Unser erster Rundgang durch die Innenstadt wird zu einem einsamen Spaziergang. Es ist Sonntag und die Stadt am fruehen Morgen wie ausgestorben. Bis auf ein paar wenige Fruehaufsteher und Nachtschwaermer ist kaum jemand unterwegs. Die meisten Cafes haben noch geschlossen. Die ersten, die am Sonntag oeffnen, sind McDonalds und Co zur Mittagszeit. Die Stadt erwacht langsam, das Leben beginnt hier spaet und endet spaet. Schon frueh praesent ist jedoch die Polizei, auf die man in Santiago zu jeder Uhrzeit und ueberall trifft. Auf der Plaza del Armas ist immer ein Streifenwagen postiert. Denn der Platz ist ein beliebter Arbeitsort fuer (Klein)kriminelle.
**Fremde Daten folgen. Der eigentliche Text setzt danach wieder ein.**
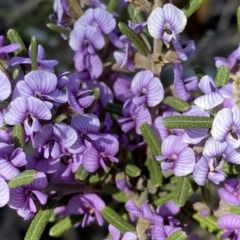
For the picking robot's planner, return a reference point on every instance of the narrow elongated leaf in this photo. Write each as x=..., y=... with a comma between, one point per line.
x=58, y=29
x=63, y=225
x=155, y=172
x=34, y=53
x=14, y=37
x=178, y=235
x=18, y=136
x=116, y=220
x=184, y=122
x=177, y=103
x=132, y=170
x=81, y=173
x=181, y=192
x=40, y=221
x=192, y=6
x=23, y=178
x=135, y=39
x=112, y=4
x=222, y=76
x=150, y=139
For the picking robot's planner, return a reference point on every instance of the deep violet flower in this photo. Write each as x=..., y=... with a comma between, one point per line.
x=102, y=151
x=89, y=205
x=177, y=156
x=147, y=89
x=98, y=18
x=10, y=160
x=27, y=111
x=230, y=223
x=165, y=23
x=53, y=138
x=23, y=198
x=230, y=192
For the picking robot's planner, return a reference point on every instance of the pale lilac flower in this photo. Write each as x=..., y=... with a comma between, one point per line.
x=230, y=192
x=147, y=89
x=11, y=160
x=53, y=138
x=226, y=127
x=166, y=23
x=89, y=205
x=102, y=151
x=5, y=86
x=230, y=223
x=98, y=18
x=177, y=156
x=27, y=111
x=23, y=198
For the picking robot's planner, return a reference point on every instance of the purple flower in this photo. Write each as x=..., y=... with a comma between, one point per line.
x=5, y=86
x=98, y=18
x=182, y=87
x=4, y=197
x=103, y=150
x=226, y=127
x=230, y=192
x=53, y=138
x=230, y=223
x=41, y=84
x=165, y=23
x=23, y=198
x=147, y=89
x=133, y=117
x=87, y=127
x=89, y=205
x=10, y=160
x=177, y=156
x=27, y=111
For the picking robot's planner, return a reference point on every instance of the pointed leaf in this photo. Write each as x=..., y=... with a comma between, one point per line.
x=132, y=170
x=181, y=192
x=192, y=6
x=222, y=76
x=23, y=178
x=40, y=221
x=135, y=39
x=14, y=37
x=184, y=122
x=63, y=225
x=81, y=173
x=116, y=220
x=177, y=103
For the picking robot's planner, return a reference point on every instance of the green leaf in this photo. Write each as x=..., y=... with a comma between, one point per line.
x=238, y=18
x=155, y=172
x=63, y=225
x=81, y=173
x=58, y=29
x=178, y=235
x=14, y=37
x=222, y=76
x=150, y=139
x=177, y=103
x=181, y=192
x=40, y=221
x=34, y=53
x=184, y=122
x=112, y=4
x=116, y=220
x=135, y=39
x=18, y=136
x=60, y=118
x=192, y=6
x=132, y=170
x=23, y=178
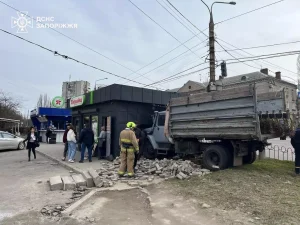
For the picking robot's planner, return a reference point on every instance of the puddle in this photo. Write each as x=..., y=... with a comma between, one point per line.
x=5, y=214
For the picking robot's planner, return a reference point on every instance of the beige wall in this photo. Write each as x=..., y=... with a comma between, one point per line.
x=189, y=87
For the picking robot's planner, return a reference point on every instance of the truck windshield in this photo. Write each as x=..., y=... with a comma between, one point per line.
x=161, y=120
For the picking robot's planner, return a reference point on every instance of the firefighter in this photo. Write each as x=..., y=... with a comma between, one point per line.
x=129, y=146
x=295, y=141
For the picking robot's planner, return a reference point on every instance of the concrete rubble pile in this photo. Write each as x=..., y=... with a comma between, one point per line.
x=166, y=168
x=146, y=170
x=54, y=211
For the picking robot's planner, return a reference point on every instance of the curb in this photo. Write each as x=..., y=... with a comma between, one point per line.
x=62, y=163
x=74, y=206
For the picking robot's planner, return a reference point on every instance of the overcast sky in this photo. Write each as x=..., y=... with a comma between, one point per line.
x=118, y=30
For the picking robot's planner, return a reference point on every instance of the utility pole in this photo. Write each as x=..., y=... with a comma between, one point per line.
x=212, y=59
x=95, y=87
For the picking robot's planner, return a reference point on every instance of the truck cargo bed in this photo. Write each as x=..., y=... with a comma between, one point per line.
x=228, y=114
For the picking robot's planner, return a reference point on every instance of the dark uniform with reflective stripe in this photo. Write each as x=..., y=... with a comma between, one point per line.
x=129, y=146
x=295, y=141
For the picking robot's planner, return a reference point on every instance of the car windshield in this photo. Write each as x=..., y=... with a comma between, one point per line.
x=7, y=135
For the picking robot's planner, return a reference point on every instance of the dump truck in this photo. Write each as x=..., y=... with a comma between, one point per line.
x=224, y=128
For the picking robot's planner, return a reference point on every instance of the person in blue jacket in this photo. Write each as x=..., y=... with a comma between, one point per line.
x=86, y=139
x=295, y=141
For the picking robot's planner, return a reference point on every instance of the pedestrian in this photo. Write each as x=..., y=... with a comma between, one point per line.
x=48, y=134
x=295, y=141
x=129, y=146
x=101, y=142
x=139, y=136
x=71, y=138
x=65, y=142
x=32, y=142
x=86, y=139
Mittags treten einige Touristen in gefuehrten Stadttouren in Erscheinung, Hunde wachen auf und jagen Autos und Radfahrern hinterher, nachmittags kommen viele Familien zum Bummeln in die Innenstadt, ein kleiner Flohmarkt laedt zum stoebern ein und inzwischen haben schon weit mehr Cafes und Restaurant geoeffnet.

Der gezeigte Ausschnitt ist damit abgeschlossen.